Cette semaine, des gouvernements et des organisations de la société civile du monde entier se réuniront à Nice, en France, pour la Conférence des Nations Unies sur les océans . La Conférence des Nations Unies sur les océans, troisième réunion de ce type depuis 2017, intervient alors que les pays finalisent leurs contributions nationales déterminées (CDN) actualisées – plans de décarbonation – comme l'exige l'accord de Paris sur le climat.
Le moment est opportun, car l'évolution de nos océans est devenue un baromètre familier de la gravité de la crise climatique. Des récifs coralliens aux couleurs vives, autrefois foisonnants de vie, sont blanchis par des eaux chaudes et acides. Des populations insulaires, comme celles de la plus grande des îles Cartí au Panama, sont contraintes de quitter leurs foyers par la montée du niveau de la mer. Et de nombreuses communautés côtières, souvent parmi les plus pauvres du monde, sont dévastées par des cyclones de plus en plus violents.

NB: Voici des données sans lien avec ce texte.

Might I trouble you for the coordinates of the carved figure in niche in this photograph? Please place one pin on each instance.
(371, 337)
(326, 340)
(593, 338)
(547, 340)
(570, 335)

Les petits États insulaires en développement, en première ligne, sont également les principaux moteurs de l'innovation climatique. Nous sommes devenus des laboratoires de solutions susceptibles d'orienter l'action mondiale. De notre point de vue, l'océan n'est pas seulement un symptôme du changement climatique, mais aussi un élément important de la solution.
Le Groupe de haut niveau pour une économie océanique durable (dont les Seychelles sont membres) estime qu'environ 35 % des réductions d'émissions nécessaires d'ici 2050 pourraient provenir de l'océan. L'essentiel de ce potentiel réside dans les secteurs industriels, du transport maritime décarboné aux énergies marines renouvelables. Mais la protection et la restauration de certains « écosystèmes de carbone bleu » (mangroves, herbiers marins, marais salants) peuvent également contribuer de manière significative aux efforts d'atténuation du changement climatique.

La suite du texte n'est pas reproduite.